Duke Energy has already spent $35 million on smart grid initiatives, and even before the stimulus plan was announced, it intended to spend as much as $1 billion on smart grid projects over the next five years, says CTO David Mohler. About 15% of that spending--as much as $150 million--will be IT-related.
For now, he says, everyone "is trying to figure out how to conceptualize what is really going to be required to support smart grids."
Smart grids let utilities better manage the flow of power to homes and businesses, and raise prices when demand is high and lower them during off-peak times. They also give energy customers more information on their energy consumption so they can program high-use electrical appliances like heating and air conditioning systems to reduce consumption at times of peak usage. This technology relies heavily on networks and switches for power management, data collection, communications, and real-time monitoring, as well as building sensors and applications for meter reading and optimizing energy use and distribution.
"IT is going to power this whole thing," says Todd Thibodeaux, CEO of CompTIA. "None of this is going to work without software and hardware."
Duke Energy already has installed 80,000 smart meters as part of a pilot project in Charlotte, N.C., and is expanding that effort. Smart meters let Duke provide its business and residential customers with real-time information on their energy use, as well as data on how much their appliances cost to operate, letting them save money by cutting back usage during high-rate peak times or by replacing inefficient appliances.

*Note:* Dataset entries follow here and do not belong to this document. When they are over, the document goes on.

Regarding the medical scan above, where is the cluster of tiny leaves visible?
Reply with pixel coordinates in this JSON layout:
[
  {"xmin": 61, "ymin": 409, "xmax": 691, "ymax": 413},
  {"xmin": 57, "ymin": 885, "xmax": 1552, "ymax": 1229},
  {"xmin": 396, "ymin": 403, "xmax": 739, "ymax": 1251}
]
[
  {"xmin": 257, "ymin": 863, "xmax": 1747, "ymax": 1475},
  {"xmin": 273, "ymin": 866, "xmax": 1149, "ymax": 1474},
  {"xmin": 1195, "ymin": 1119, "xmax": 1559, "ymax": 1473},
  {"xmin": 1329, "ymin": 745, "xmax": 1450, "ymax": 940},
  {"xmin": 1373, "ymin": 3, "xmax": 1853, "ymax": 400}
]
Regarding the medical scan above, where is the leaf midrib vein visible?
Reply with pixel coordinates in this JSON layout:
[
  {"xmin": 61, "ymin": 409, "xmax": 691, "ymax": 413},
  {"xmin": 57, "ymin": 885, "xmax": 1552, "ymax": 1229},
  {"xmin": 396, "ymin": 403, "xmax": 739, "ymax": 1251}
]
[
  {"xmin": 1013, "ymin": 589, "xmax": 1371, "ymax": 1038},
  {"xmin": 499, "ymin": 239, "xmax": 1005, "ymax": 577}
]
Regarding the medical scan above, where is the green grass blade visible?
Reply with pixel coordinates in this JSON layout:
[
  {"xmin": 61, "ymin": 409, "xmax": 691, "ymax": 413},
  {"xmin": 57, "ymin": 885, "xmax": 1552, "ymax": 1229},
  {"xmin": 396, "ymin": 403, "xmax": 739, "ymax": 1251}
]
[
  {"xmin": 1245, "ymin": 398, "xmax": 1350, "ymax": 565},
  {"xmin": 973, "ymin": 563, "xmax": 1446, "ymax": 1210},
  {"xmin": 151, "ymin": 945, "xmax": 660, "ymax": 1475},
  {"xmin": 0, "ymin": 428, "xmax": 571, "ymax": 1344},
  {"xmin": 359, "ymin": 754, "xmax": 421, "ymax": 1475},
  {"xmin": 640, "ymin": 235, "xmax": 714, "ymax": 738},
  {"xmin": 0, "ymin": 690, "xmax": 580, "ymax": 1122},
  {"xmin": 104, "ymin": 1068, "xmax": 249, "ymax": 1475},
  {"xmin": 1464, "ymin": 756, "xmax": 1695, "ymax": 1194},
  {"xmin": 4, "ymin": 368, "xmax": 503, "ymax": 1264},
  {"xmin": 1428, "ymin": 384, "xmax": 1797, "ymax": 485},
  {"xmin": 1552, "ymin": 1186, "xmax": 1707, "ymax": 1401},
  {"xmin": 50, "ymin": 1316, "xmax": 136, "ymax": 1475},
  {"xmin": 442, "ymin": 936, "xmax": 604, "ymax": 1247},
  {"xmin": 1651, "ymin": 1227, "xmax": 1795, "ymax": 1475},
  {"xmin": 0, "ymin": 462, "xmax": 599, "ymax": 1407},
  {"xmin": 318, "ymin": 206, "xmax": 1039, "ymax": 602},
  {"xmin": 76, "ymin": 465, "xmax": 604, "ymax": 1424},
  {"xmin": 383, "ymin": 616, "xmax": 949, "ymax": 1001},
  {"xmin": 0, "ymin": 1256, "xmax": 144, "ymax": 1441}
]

Duke is working to make its substations, transformers, and line sensors operate and communicate on computer networks, monitoring for abrupt changes in the flow of electricity and providing speedy alerts when power outages occur. The aim is to improve efficiency, reduce surges, prevent outages, and help restore power more quickly after it's been lost.
Job Creation
Smart systems have the potential to save energy consumers billions of dollars a year. The Department of Energy's Pacific Northwest National Laboratory ran a demonstration project, including 300 homes in Washington and Oregon, which found that, on average, consumers saved about 10% on their electricity bills. This project provided consumers with real-time price information delivered via broadband so they could adjust usage to take advantage of times when energy was less expensive, and it included equipment that automatically adjusted energy use based on price. The project also provided appliances with computer chips to sense and respond to stress on power-transmission systems.
A separate DOE study reported cost reductions of up to 15%. That could mean huge savings for heavy energy-using businesses, like Google and Yahoo.
Photo by Jupiterimages
The federal stimulus bill is giving smart grid initiatives a jump start, allocating about $11 billion for utilities to shift their energy supply networks to digital technology, increasing efficiency and reliability and cutting costs. The bill includes $4.5 billion the Department of Energy will use mostly to provide matching grants to utilities for smart grid development and $6.4 billion that probably will be provided to utilities as loans.
The smart grid effort along with other energy initiatives in the stimulus package could create 370,000 jobs, with 85% of the funds going to IT jobs and the remainder going to construction, says Daniel Castro, a senior analyst with the Information Technology and Innovation Foundation, a Washington think tank. Jobs created will span traditional IT professions, including specialized ones to support smart meters, networking protocols, the communication infrastructure, and related networking hardware and infrastructure, Castro says.